Sydney, il mio porto di sbarco, è una città semplicemente sorprendente! Non mancano gli spazi verdi, l’integrazione di culture diverse, lo stimolo artistico, eventi, mostre, mercatini davvero originali, serate culturali in cui la musica e la poesia si incontrano da tutto il mondo. Per non parlare poi della cuisine!

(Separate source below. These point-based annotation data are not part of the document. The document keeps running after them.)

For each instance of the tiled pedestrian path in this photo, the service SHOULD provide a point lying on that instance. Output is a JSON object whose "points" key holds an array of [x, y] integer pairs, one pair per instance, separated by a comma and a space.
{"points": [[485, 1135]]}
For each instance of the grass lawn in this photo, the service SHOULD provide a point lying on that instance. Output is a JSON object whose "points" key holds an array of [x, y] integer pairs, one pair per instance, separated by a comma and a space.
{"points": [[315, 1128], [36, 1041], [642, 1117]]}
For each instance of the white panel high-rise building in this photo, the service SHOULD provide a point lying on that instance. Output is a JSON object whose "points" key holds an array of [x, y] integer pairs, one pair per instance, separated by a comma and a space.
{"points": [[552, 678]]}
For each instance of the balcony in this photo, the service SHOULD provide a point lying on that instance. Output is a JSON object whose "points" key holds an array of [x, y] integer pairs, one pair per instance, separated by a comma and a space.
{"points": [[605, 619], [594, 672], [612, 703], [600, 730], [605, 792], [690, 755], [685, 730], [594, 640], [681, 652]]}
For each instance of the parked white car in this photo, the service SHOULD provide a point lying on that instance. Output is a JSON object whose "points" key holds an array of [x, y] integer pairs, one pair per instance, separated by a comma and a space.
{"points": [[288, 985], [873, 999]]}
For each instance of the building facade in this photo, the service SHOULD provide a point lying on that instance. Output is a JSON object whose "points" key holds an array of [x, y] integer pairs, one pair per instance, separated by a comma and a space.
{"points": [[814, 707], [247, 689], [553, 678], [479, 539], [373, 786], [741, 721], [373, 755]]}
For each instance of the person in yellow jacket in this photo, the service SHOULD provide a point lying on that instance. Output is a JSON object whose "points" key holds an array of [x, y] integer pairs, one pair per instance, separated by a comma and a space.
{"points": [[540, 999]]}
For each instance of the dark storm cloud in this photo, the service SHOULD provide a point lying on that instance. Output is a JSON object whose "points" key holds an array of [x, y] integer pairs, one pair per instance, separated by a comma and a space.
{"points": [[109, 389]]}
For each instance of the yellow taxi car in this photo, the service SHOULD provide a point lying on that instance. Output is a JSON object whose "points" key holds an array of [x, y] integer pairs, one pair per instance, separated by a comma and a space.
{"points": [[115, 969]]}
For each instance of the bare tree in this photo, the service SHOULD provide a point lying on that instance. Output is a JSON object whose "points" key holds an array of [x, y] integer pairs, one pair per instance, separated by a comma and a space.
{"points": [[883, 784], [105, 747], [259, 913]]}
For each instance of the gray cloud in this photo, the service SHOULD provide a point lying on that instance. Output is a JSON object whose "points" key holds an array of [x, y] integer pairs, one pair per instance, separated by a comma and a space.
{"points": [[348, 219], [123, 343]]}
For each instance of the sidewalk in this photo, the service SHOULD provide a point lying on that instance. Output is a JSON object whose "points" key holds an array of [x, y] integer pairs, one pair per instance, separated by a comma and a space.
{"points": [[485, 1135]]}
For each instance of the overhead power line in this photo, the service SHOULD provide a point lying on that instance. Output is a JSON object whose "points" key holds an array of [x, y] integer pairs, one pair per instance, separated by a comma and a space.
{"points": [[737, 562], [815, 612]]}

Insomma una delle mie capitali preferite al mondo, che sempre mi regala un’emozione unica davanti a quell’inimitabile Opera House!

Bar e ristoranti assumono personale tutto l’anno a Sydney, specialmente da ottobre a marzo, ma la vita nella city è un po’ troppo movimentata per i miei gusti, così decido di spostarmi nelle campagne, a respirare un po’ d’aria vera! E qui, se si è predisposti allo sforzo fisico, i lavori in ambito agricolo non mancano di certo. Mi piace pensare di poter imparare come crescere le piante e capire i diversi tipi di cura di cui necessitano nell’arco dell’anno!

Sono a Stanthorpe, nel sud del Queensland e per mia grande fortuna due parchi nazionali tra i più spettacolari della regione si trovano a solo un centinaio di chilometri, così nei giorni liberi ne approfitto per qualche escursione, in compagnia di mister canguro che, alla ricerca di qualche foglia da sgranocchiare, si imbatte sulla mia strada e più veloce della luce si dilegua ancora nella foresta.

Parlando con la gente vengo a conoscenza di un club a nord del Quensland che cerca personale da aggiungere al suo staff, così prima di partire per Moranbah, cittadina di miniera a 200km dalla costa, decido che io e Gli, la mia Ford Falcon del ‘95, abbiamo bisogno di un po’ di vacanza, un po’ di sole e tanto relax: Great Keppel Island fa proprio al caso nostro! È tempo di rimettersi in marcia e presentarsi al colloquio di lavoro.

Devo ammetterlo, la vita in questi paesini così remoti non è facile, davvero diventa un’esperienza australiana! In Italia non c’è niente che assomigli a questo, non si viaggia centinaia di chilometri per raggiungere la località più vicina. È qui che si incontra il vero australiano, nelle sue abitudini, dialetti e stili di vita, in luoghi in cui la natura non sempre è gentile, pensiamo agli anni di siccità o alluvioni ed uragani che in un attimo distruggono la vita di tante persone! Comunque sia è un piacere sedere in loro compagnia e chiacchierare. La vastità di questa terra ne fa un continente tutto da scoprire: dalle grandi metropoli ai paesini remoti dell’entroterra, dal deserto alle foreste tropicali, dalle spiagge e dalla Grande Barriera Corallina alle distese interminabili di prateria ed agli alberi di eucalipto.

Fare nuove amicizie è all’ordine del giorno: i cosiddetti backpackers, viaggiatori-zaino-in-spalla, che come me stanno cercando lavoro e organizzando il tempo libero in modo da esplorare ogni angolo possibile di questo grande Paese. Ci si conosce e ci si confronta, si scambiano esperienze e si imparano cose nuove! Un anno passa davvero in fretta e senza essermene resa conto ho anche imparato l’inglese che, a dire la verità, prima di partire non era proprio il mio cavallo di battaglia, ho messo da parte qualche soldino e fatto un po’ di vacanza godendomi spettacoli mozzafiato!

È il 29 Novembre e ancora non so se sono pronta ad affrontare il lungo viaggio di ritorno, ma è proprio qui che ho capito come viaggiare sia diventata una componente fondamentale della mia vita; la sensazione impagabile di capire come il mondo sia davvero una varietà di elementi diversi tra loro e così stimolanti... che non basta una vita per scoprirli tutti!